Strong Economic Rebound & Earnings

On this day, we extend our deepest gratitude to our veterans and their families for their sacrifices on behalf of our nation. The freedoms we enjoy can never be taken for granted, including the freedom to vote, which a record number of Americans did in this recent election. Interestingly, since 1929, the market returns have been remarkably similar whether one party controlled both the Presidency and both chambers of Congress or whether there was a split government. Which party controls the Senate will be determined in a run-off election for both seats in Georgia on January 5. For the rest of the country, it is a relief that the airwaves, text messages and phone calls are no longer filled with political ads 24/7.

Chief financial officers and small businesses will be watching issues like the response to the coronavirus pandemic, fiscal stimulus, taxes, trade, health care and wages. For investors, earnings and interest rates will be the key determinants of the direction of the capital markets. Improving economic activity and stronger than expected corporate earnings helped the S&P 500 rally strongly from the October lows.


The U.S.’s gross domestic product (GDP) saw a record increase from July through September, reversing about two-thirds of the plunge it took in the second quarter. Housing and durable consumer goods made up the bulk of the gain, with the service economy continuing to struggle. However, very promising news on the vaccine front this week has raised hopes for those beleaguered industries. There has been a huge disparity in the performance of market sectors this year (technology is up 36% while energy is down 45%) as investors identified winners and losers from the coronavirus pandemic and lockdown. Those performance differentials could narrow when vaccines and therapeutics are widely available.


Federal Reserve officials made no changes to their commitment to provide sustained stimulus. Fed Chairman Jerome Powell said they were monitoring two prominent risks to the recent rebound in economic activity, one from rising infection rates and another from households exhausting savings after earlier fiscal relief measures had dissipated.

At the end of September, the consensus of analysts was that 3rd quarter S&P 500 earnings would be down 21% from the year ago levels. The actual results were far better than expected as all but two sectors had double digit positive earnings surprises. Forward company guidance relative to expectations hit an all-time high. The stock market has been looking past 2020 earnings for some time, and current expectations are for 24% growth in 2021 S&P 500 operating earnings.
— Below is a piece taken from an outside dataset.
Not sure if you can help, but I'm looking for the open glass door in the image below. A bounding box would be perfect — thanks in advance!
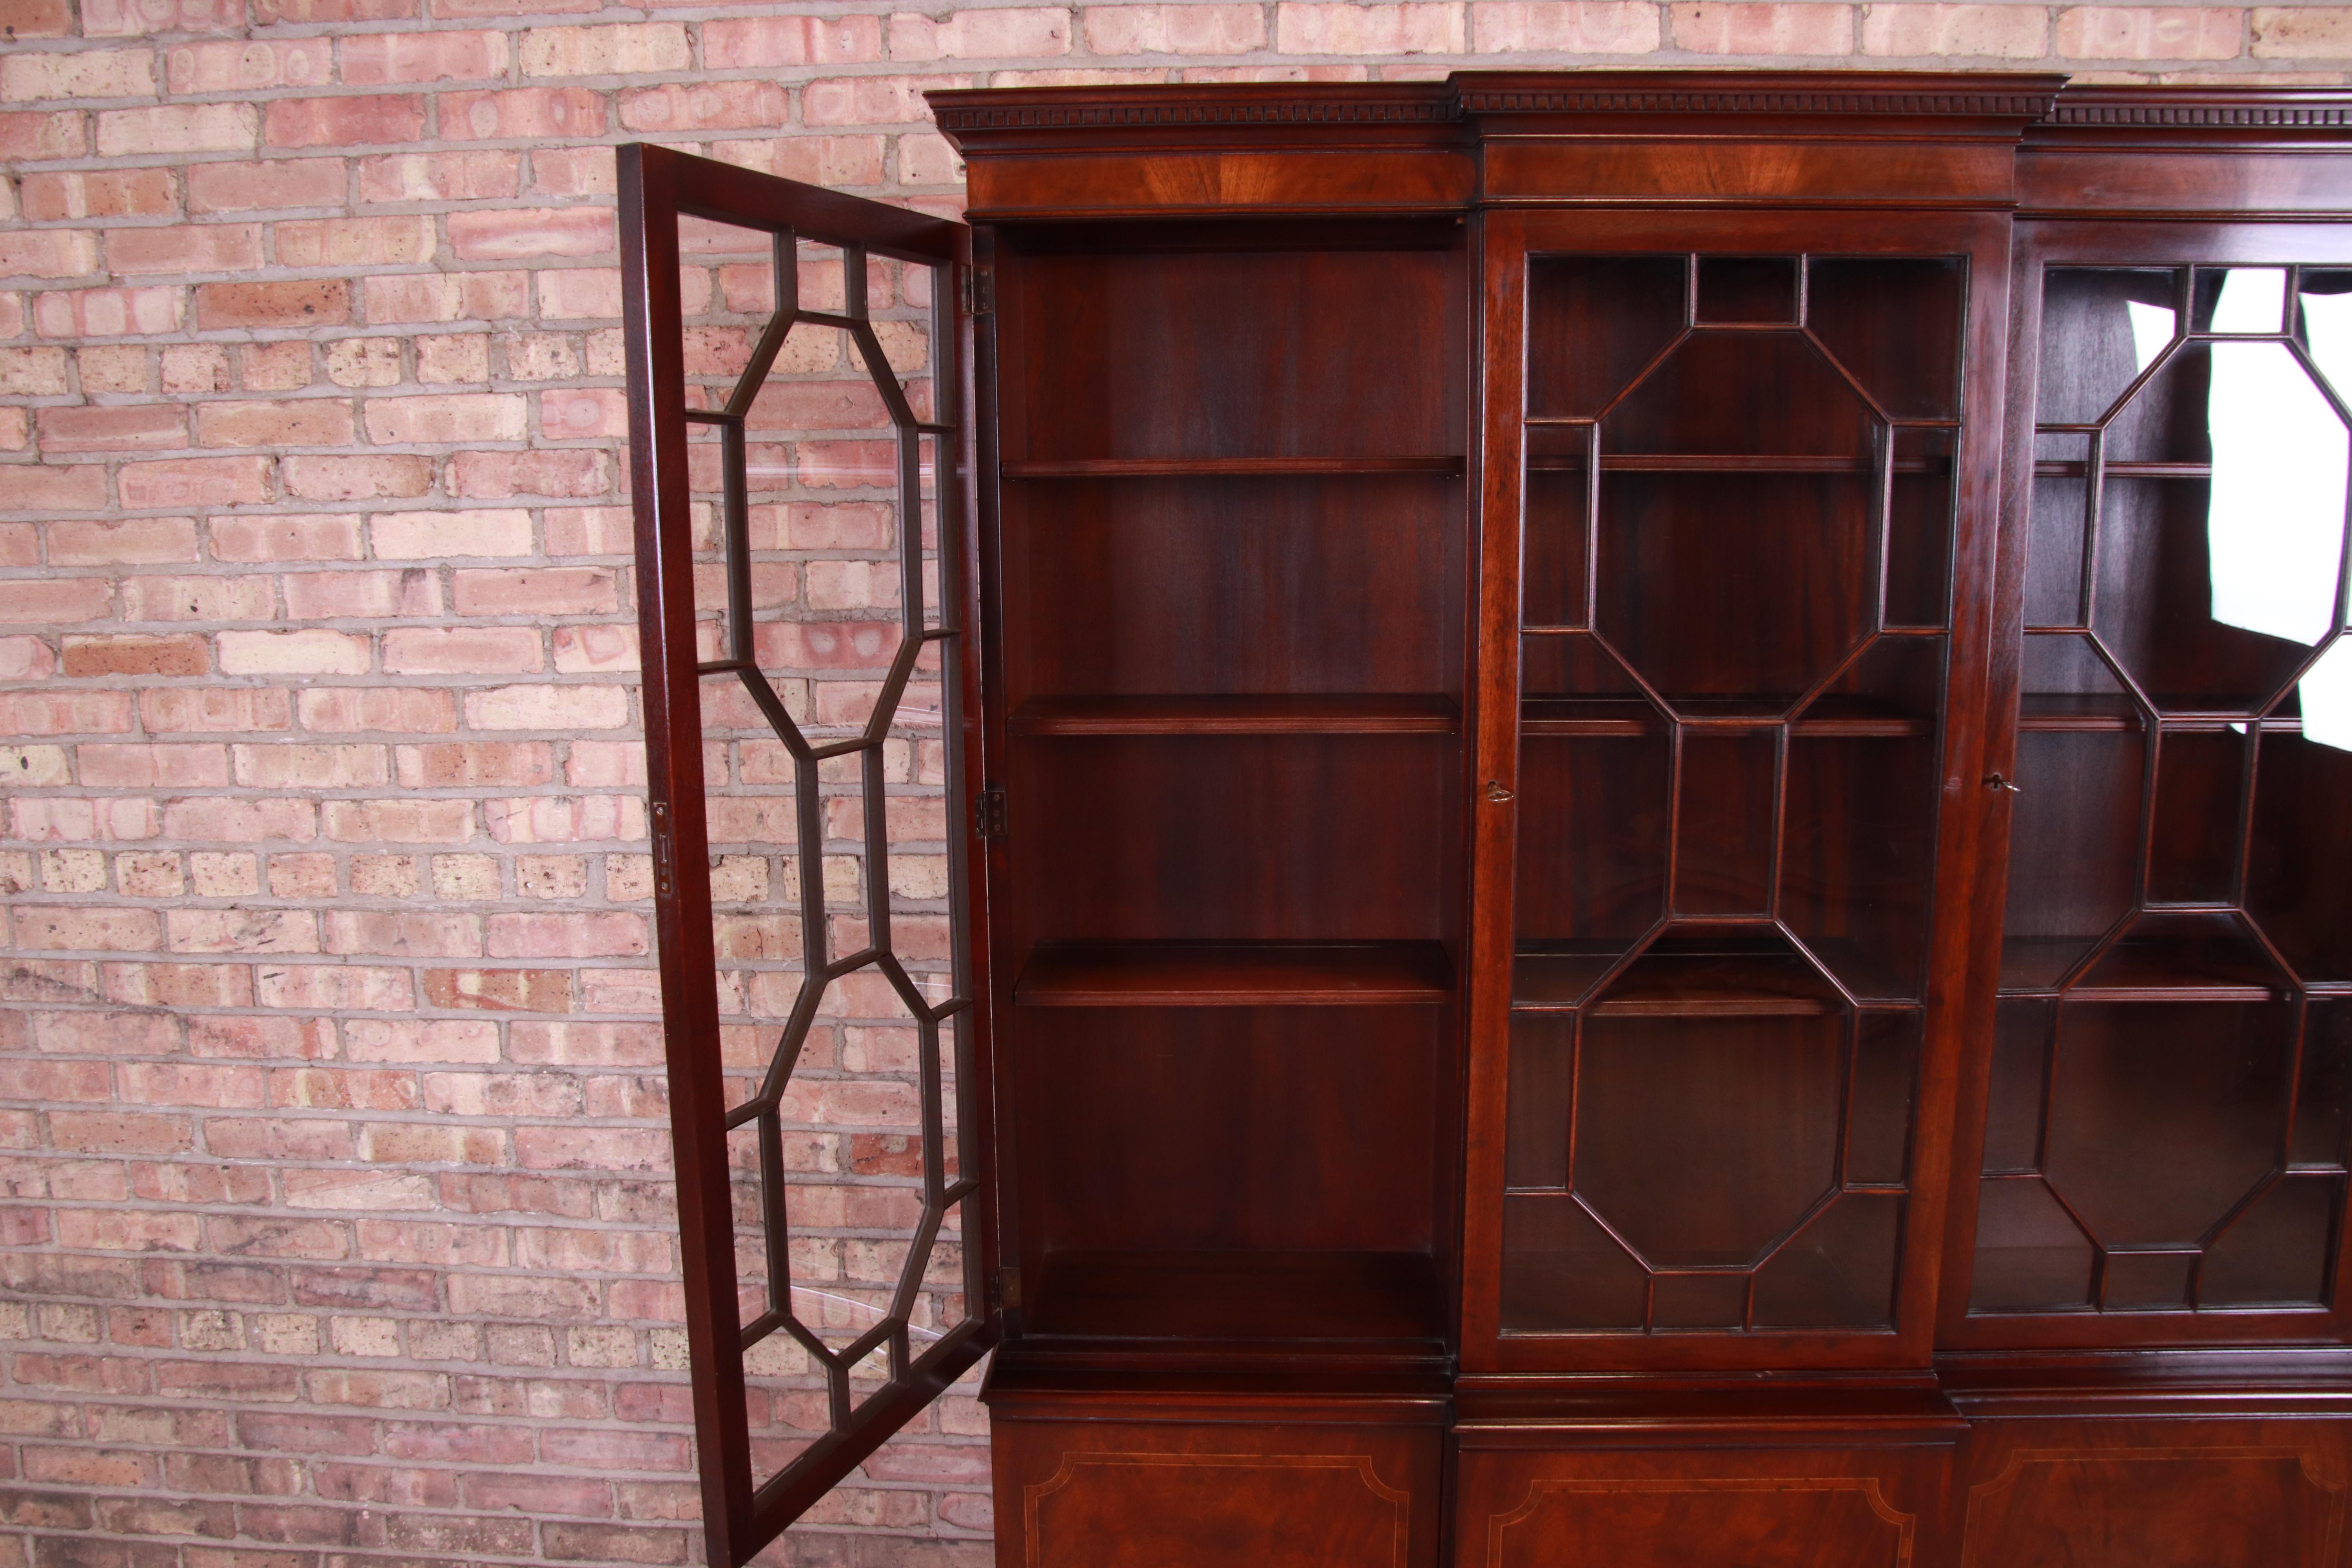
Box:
[618,144,993,1564]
While 2020 earnings are down significantly from last year’s level, dividends from high quality companies increased very nicely again this year. An important characteristic of dividends is that they are cash payments paid directly from the operating business to shareholders.  So, they depend on the fundamental performance of the business and effectively bypass stock market volatility.

Our very best wishes to you and your loved ones as we approach the Thanksgiving season.